PDA

View Full Version : Using Sort



JustRandomName
February 17th, 2006, 05:01 AM
Hi,

I am trying to sort a file, but due to my lack of knowledge of sort I have had to use hacky code. I have tried using the man pages, and various search querys for goole but I still can't seem to fathom the sort program.

What I want to do:

I have a file which has the following data:

===
<first name> <sir name> <misc data>

OR

<id> <misc data>

====

i.e. if there is no data about the name we use the ID.
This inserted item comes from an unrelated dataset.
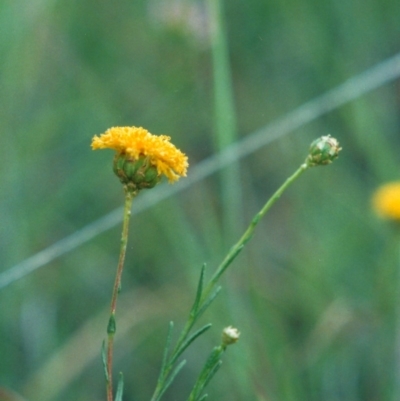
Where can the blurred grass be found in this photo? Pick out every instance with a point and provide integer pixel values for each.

I want to be able to sort the file by:

<sir name> <first name> <id>

In psuedo code it might be something like this:

if (name) then
sort by <sir name> (MAJOR KEY)
sort by <first name> (MINOR KEY)
else
sort by <id>


I tried `sort -k 2 myfile' and this *seems* to do what I would like (order by sirname (if there is two identical sirnames, order by sirname, then firstname)

The problem lies in the <id> because this is numerical that takes precedence

e.g. instead of:
Debbie Andrews <misc>
John Smith <misc>
Steve Smith <misc>
456787 <misc>
456788 <misc>

I am getting:
456787 <misc>
456788 <misc>
Debbie Andrews <misc>
John Smith <misc>
Steve Smith <misc>

The current solution I have is very time consuming and consists of:
awk #get everything begining with <id>; ouput to tempfile
awk #get everything begining with <text>; ouput to tempfile2
sort tempfile2 > mySortedFile
sort tempfile1 >> mySorted file

Any advice, or links to a decent sort tutorial (other than man pages or implementations using awk) is appreciated.

thumper
February 17th, 2006, 09:30 AM
My suggestion would be to use a scripting language that is good at text processing such as python, perl, or ruby to do the sorting.

JustRandomName
February 17th, 2006, 01:52 PM
Unfortunaly I can't use a scripting language (apart from awk). Sort *Should* be able to do the trick

thumper
February 17th, 2006, 02:47 PM
why not?

JustRandomName
February 17th, 2006, 06:38 PM
is is major overkill, and also the system which I am going to be running this script on does not have perl/php/ruby/python/etc installed and I do not have the access level to install such a program.

cosmolee
December 27th, 2006, 08:16 AM
I'm sure you've figured a solution out by now, since this question was posted a long time ago, but here's for anyone else.

Unix old timers believe that those who opt for something like Perl, etc, for text processing, just don't know their core Unix utilities, like grep, sed, awk, etc, and their Regular Expressions.

I'm still learning this stuff, so I'm far from a guru, but I know enough to tell you that for your problem, you absolutely don't need to use those overkill programs.

Your solution requires knowledge of how to string tools together to create a solution. This is part of the Unix toolbox philosophy, which can be paraphrased as "use existing tools, string them together to craft a specialized solution". And it may require some cleverness and ingenuity on your part.

In the case of your problem, `sort` doesn't "do" what you want to do. It's not always a question of whether a program "does" what you want to do, but whether you can "get it to do" what you want to do, by understanding how a program works.

The solution would be, where records have the first two fields blank, to change content to something that sorts alphabetically after every non-blank name field. I would guess that if you populate the blank fields to "zzzzzzz" that would do the trick.

Using 'sed' or 'awk' would do the trick. So, each row that had blank names will now sort last on the first two keys. The sort on the ID will kick in after the sort on the names, just like you wanted. Then use `sed` to change the "zzzzzzz" fields back to blanks, and voila you've got your original values back!

The pipeline would look something like:


sed 'space-to-z-cmd' name_file | sort -k1 -k2 -k3 | sed 'z-back-to-space-cmd' > sorted_name_file


You've just crafted a specialized solution, for which there was previously no one program to do the job, from a few lightweight Unix tools, that run fast and light.

No need to resort to a sledgehammer of a program like Python or Ruby to swat a fly.

If someone tells you that you need to resort to Perl, etc, to process text, it's likely that they don't know their core Unix utilities and Regular Expressions. The core Unix utilites ARE superb at text processing.

Book I suggest: "Classic Shell Scripting" - O'Reilly publisher.